Gall Bladder Disease

Biliary colic
  • S/S: Acute upper epigastric cramping, N/V, usually afebrile. RUQ tenderness. Pain may be constant and resolves in several hours.

Acute Cholecystitis

  • 2nd most frequent surgical acute abdomen in pregnancy.
  • S/S: Severe RUQ or epigastric pain radiating to R-shoulder or back, anorexia, N/V, fever, (+) Murphy's sign.
  • Labs: CBC, CMP ( leukocytosis w/ bands and elevated LFT)
  • Dx: GB Ultrasound
  • DDx: Severe pre-eclampsia, pancreatitis, appendicitis, pyelonephritis, peptic ulcer, or MI.
  • Tx: NPO, 1L IV LR bolus, Stadol 1mg IV/IM, Unasym 3g IV q6h + Rocephin 1g IV q24h OR cefotaxime 2g IV q8h.    
    • Surgery (lap.
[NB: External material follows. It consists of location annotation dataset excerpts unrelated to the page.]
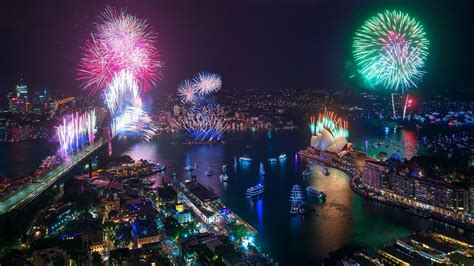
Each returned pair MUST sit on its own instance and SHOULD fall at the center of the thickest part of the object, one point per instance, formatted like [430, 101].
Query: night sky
[253, 44]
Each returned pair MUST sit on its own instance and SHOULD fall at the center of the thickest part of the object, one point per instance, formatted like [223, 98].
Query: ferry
[208, 172]
[315, 193]
[160, 167]
[224, 178]
[272, 160]
[255, 190]
[306, 172]
[245, 158]
[189, 168]
[262, 169]
[296, 199]
[326, 171]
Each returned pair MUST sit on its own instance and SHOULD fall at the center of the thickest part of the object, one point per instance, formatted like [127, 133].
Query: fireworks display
[206, 124]
[122, 42]
[206, 83]
[187, 92]
[122, 97]
[337, 126]
[390, 50]
[201, 118]
[121, 61]
[77, 130]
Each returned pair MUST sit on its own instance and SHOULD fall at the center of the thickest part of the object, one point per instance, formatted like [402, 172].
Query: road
[32, 190]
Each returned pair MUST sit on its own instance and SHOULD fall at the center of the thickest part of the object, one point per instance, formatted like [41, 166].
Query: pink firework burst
[207, 82]
[122, 43]
[187, 91]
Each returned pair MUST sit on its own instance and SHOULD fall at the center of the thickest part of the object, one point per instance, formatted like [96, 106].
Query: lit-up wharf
[30, 191]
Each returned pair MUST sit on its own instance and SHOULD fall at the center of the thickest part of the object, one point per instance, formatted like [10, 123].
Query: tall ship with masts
[296, 199]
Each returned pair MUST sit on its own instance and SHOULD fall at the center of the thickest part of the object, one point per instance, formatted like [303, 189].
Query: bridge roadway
[30, 191]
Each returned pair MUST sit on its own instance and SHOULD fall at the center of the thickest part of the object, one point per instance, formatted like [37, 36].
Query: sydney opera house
[329, 133]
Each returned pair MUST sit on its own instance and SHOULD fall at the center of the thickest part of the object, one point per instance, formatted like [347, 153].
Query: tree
[96, 259]
[238, 230]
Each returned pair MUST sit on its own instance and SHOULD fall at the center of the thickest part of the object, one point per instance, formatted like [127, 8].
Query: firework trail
[390, 50]
[121, 60]
[207, 83]
[187, 92]
[204, 125]
[122, 42]
[76, 130]
[201, 118]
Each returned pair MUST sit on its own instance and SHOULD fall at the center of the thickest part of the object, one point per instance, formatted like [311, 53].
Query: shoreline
[356, 175]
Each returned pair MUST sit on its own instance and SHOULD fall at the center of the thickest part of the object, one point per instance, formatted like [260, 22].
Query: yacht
[224, 177]
[245, 158]
[160, 167]
[315, 193]
[326, 171]
[296, 199]
[255, 190]
[272, 160]
[189, 168]
[208, 172]
[306, 172]
[262, 169]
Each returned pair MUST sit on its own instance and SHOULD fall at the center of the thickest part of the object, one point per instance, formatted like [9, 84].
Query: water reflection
[344, 218]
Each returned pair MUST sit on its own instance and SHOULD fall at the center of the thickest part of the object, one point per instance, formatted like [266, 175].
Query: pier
[32, 190]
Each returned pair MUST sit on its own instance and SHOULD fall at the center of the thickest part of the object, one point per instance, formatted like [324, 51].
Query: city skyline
[262, 41]
[263, 133]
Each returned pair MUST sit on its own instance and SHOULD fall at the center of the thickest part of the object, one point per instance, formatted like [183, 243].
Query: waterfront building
[329, 133]
[426, 247]
[375, 175]
[167, 195]
[184, 216]
[403, 185]
[393, 256]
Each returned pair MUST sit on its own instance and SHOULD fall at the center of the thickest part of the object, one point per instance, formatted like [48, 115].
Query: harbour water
[343, 219]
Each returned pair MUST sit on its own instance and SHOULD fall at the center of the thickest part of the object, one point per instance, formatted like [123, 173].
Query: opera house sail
[329, 133]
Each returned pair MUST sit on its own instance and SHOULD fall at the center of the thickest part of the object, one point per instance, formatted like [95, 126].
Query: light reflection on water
[343, 219]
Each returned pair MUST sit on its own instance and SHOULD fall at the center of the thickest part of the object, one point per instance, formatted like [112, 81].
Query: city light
[390, 50]
[76, 130]
[121, 42]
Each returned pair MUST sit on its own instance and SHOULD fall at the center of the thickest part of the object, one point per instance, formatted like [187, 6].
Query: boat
[315, 193]
[255, 190]
[224, 177]
[296, 199]
[189, 168]
[326, 171]
[208, 172]
[148, 181]
[419, 212]
[262, 169]
[245, 158]
[160, 167]
[306, 172]
[272, 160]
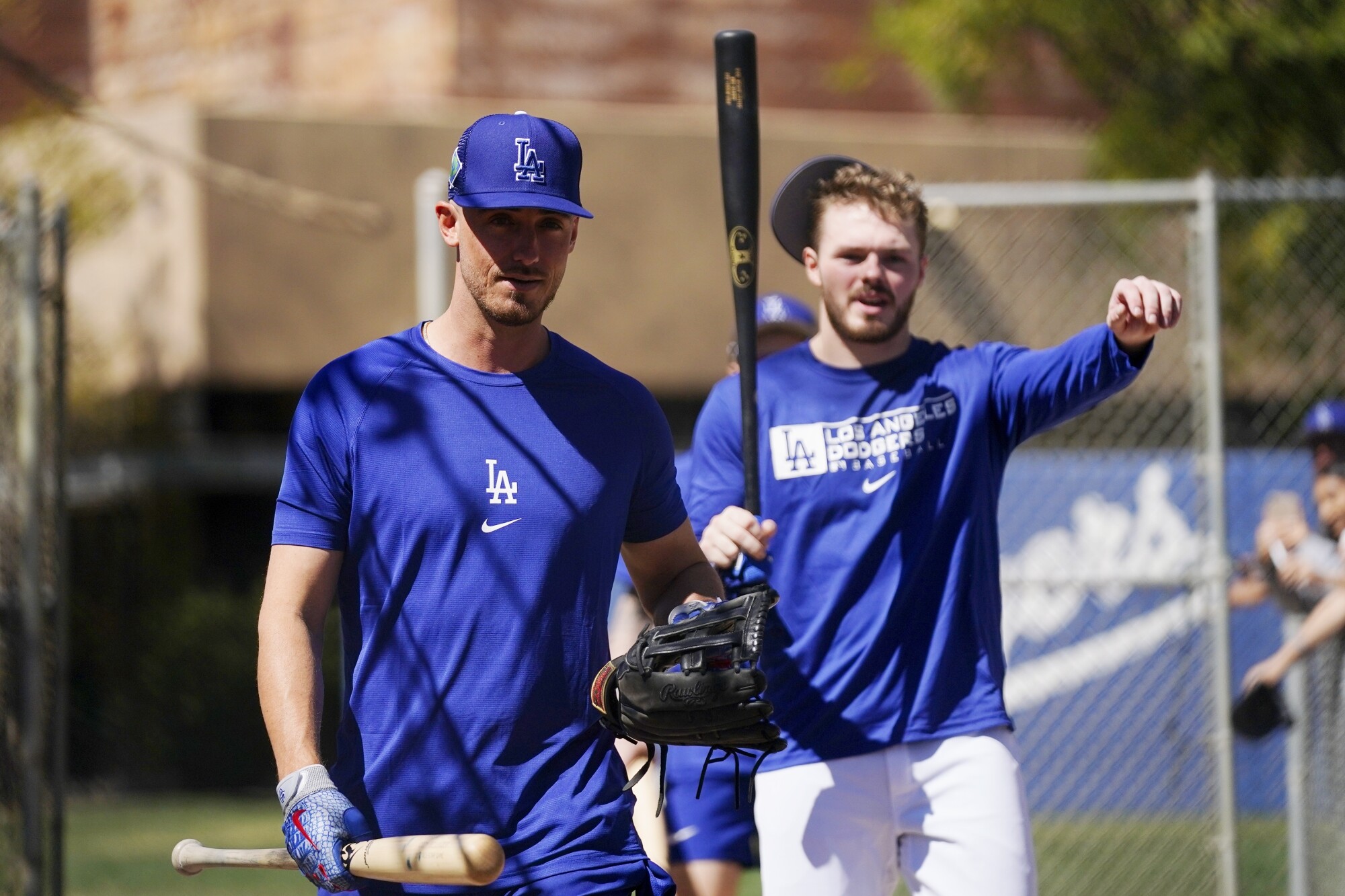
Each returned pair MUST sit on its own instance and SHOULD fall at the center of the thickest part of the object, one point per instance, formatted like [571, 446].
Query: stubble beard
[510, 311]
[872, 331]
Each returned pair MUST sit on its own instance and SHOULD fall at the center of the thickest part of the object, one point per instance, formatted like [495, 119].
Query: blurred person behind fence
[705, 837]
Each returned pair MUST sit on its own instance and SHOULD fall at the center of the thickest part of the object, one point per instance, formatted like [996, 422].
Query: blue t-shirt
[482, 517]
[886, 483]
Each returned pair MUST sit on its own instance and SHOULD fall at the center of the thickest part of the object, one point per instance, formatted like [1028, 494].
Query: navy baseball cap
[517, 162]
[778, 310]
[1325, 419]
[790, 209]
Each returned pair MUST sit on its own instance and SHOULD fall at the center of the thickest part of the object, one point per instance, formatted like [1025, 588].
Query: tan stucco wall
[646, 288]
[137, 296]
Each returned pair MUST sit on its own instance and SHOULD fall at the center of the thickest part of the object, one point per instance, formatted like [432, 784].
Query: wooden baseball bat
[740, 174]
[430, 858]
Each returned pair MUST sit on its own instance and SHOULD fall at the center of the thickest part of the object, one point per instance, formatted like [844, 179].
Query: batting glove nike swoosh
[319, 821]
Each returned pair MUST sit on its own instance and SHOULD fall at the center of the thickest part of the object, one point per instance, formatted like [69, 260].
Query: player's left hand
[1299, 573]
[319, 821]
[1140, 309]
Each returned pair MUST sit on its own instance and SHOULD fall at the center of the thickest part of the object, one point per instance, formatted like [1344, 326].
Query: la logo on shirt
[860, 443]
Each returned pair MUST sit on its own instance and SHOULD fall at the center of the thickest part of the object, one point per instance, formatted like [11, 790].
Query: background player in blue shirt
[463, 490]
[883, 456]
[707, 838]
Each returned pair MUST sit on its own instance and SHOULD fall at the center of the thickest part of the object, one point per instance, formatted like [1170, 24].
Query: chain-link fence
[33, 623]
[1117, 528]
[1284, 313]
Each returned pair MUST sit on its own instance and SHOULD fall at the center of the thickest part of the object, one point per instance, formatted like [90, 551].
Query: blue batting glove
[319, 821]
[747, 571]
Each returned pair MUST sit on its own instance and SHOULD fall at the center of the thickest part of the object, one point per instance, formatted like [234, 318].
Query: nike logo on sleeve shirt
[886, 483]
[482, 516]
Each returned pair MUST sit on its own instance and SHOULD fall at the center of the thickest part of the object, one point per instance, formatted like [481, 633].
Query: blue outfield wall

Cholecystectomy in preg. is associate w/ better maternal and fetal outcomes).

Pancreatitis

  • S/S: Upper epigastric pain w/ elevated Amylase/Lipase. Can be secondary to gallstones or alcoholism.
  • Labs: CBC, CMP, Amylase, Lipase,
  • Tx: NPO.  1L IV LR bolus, then NS  + 20mEq  KCH IV 100cc/hr.  Stadol 1mg IV/IM.